Turning electionTimeoutMillis down can quickly detect primary node failures, but it can also lead to more frequent primary node elections — especially for occasional network delays that can occur even when the primary node is not down. The application of connection logic should consider tolerating automatic troubleshooting and the subsequent election process. Since version 3.6, MongoDB drivers detect primary node failures and automatically attempt a write, adding additional built-in automatic fault and election handling. In version 4.2 and later, this feature is automatically enabled, while in version 3.6 to 4.0, retryWrites=true is required in the connection character attribute.

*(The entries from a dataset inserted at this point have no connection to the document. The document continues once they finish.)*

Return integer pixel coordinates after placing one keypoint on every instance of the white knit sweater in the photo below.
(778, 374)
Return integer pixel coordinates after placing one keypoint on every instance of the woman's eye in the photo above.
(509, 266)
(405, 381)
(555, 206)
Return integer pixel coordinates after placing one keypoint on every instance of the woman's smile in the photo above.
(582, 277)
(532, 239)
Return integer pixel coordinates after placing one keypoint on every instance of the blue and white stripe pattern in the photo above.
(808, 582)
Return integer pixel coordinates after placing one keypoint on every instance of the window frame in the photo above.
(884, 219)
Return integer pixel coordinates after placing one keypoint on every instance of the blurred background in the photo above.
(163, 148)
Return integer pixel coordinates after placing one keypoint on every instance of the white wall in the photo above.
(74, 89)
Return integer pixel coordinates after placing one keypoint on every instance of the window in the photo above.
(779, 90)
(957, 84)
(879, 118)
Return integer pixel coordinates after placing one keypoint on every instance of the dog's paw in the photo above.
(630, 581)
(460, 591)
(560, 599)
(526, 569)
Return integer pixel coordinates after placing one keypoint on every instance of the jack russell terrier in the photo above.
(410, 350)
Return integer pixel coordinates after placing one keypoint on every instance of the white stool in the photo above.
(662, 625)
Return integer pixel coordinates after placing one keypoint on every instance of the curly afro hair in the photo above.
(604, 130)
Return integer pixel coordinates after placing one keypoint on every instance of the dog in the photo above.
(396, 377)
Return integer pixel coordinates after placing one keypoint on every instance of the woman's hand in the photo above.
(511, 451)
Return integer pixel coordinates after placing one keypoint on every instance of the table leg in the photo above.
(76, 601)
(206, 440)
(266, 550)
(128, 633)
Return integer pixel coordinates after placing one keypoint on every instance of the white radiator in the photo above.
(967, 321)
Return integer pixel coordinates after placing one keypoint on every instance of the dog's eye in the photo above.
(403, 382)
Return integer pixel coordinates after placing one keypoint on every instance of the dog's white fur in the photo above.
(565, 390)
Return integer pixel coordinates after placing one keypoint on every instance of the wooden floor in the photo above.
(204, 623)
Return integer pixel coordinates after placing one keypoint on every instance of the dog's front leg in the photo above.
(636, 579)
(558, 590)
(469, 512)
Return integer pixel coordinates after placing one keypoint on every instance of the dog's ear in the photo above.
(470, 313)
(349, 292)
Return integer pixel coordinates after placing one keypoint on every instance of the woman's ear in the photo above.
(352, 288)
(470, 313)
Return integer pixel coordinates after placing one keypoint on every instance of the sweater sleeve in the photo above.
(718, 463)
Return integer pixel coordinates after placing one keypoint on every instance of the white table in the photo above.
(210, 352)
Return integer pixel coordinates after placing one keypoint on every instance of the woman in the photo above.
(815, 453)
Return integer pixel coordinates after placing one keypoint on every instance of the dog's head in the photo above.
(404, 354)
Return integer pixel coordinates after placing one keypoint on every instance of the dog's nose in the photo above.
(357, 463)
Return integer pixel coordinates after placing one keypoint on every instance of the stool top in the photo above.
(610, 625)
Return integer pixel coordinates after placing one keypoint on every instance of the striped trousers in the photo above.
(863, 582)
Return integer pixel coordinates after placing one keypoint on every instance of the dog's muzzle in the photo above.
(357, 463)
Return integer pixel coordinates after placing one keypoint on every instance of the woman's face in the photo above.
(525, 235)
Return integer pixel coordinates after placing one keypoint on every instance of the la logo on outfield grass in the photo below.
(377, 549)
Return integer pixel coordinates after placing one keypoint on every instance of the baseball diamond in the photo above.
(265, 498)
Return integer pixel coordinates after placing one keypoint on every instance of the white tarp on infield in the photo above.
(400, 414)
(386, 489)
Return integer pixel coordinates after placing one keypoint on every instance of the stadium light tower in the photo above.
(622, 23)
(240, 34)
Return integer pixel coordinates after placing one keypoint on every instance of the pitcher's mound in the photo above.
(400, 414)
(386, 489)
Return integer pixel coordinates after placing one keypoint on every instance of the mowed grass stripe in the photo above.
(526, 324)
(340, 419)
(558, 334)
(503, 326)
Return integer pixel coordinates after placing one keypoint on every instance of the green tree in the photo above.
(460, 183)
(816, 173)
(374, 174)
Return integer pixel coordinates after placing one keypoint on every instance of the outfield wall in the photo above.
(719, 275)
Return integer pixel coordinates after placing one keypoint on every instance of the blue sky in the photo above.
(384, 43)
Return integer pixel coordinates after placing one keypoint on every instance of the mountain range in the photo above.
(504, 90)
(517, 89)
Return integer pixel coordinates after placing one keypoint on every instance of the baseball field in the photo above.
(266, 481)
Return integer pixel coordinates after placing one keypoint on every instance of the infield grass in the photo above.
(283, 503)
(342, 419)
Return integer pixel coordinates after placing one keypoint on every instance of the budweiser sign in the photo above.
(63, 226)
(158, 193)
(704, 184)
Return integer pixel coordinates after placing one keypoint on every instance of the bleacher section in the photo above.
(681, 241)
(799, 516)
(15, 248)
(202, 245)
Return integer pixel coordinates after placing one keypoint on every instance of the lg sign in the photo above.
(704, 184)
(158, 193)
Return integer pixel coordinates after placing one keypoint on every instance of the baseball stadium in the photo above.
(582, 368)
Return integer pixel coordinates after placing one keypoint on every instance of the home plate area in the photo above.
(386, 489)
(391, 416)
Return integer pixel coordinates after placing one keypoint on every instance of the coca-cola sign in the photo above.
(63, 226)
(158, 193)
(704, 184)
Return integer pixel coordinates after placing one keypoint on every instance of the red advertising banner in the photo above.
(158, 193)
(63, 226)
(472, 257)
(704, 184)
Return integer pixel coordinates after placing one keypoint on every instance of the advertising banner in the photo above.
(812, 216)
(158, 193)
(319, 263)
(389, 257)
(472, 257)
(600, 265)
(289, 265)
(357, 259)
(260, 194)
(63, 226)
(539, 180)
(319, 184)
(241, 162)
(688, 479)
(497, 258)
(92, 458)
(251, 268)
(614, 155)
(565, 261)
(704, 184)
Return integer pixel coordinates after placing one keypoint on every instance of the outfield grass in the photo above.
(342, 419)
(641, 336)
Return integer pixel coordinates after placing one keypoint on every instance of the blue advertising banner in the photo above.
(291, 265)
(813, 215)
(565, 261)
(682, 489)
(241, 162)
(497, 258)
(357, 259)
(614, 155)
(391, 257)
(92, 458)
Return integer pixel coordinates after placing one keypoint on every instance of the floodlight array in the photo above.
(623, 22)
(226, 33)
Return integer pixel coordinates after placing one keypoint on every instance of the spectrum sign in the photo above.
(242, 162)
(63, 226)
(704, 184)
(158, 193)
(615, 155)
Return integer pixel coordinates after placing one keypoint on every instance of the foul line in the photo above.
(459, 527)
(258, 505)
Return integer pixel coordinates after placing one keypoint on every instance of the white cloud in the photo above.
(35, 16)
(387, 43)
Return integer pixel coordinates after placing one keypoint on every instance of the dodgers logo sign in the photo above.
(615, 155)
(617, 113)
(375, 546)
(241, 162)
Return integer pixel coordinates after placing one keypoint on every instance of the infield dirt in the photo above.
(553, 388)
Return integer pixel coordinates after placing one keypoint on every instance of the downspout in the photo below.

Since version 4.4, MongoDB has provided mirror reads to warm up participating slave nodes to cache recently accessed data. Warming up the cache of the slave node can speed up the recovery after the election.

Creating replica sets

The format for creating a replica set is as follows:

mongod --replSet "rs0" --bind_ip localhost,<hostname(s)|ip address(es)> --port <port>
Copy the code

You can also start using a configuration file:

replication:
   replSetName: "rs0"
net:
   bindIp: localhost,<hostname(s)|ip address(es)>
Copy the code

If bind_IP is not specified, the default value is the local host. If port is not specified, the default value is 27017. For example, create three nodes on the local machine:

# Node 1 (the first node will be set as the primary node)
mongod --replSet s0 --dbpath mongodb --port 27017 --oplogSize 100
2 # node
mongod --replSet s0 --dbpath mongodb1 --port 27018 --oplogSize 100
3 # node
mongod --replSet s0 --dbpath mongodb2 --port 27018 --oplogSize 100
Copy the code

Client connection

You can use mongo –port to connect to a specific instance, which will indicate whether the primary or secondary node is currently connected.

# Primary node client
s0: PRIMARY>
# Secondary node client
s0:SECONDARY>
Copy the code

If we perform a write operation on a secondary node, it will prompt: “NotWritablePrimary”. Note that the secondary node is not readable by default and will be read with an error: NotPrimaryNoSecondaryOk. If the read function is temporarily enabled, it needs to be performed on the secondary node’s client (earlier version is rs.slaveok ()) :

rs.secondaryOk();
# or the following command
db.getMongo().setSecondaryOk();
Copy the code

Monitoring node status:

var config = {"_id":"s0"."members": []}; config.members.push({"_id": 0."host": "localhost:27017"});
config.members.push({"_id": 1, "host": "localhost:27018"});
config.members.push({"_id": 2."host": "localhost:27019"});
rs.initiate(config);
Check node status
rs.status();
Copy the code

conclusion

This article introduced the basic concepts and features of MongoDB replica sets and demonstrated how to create replicas and how clients connect to multiple nodes.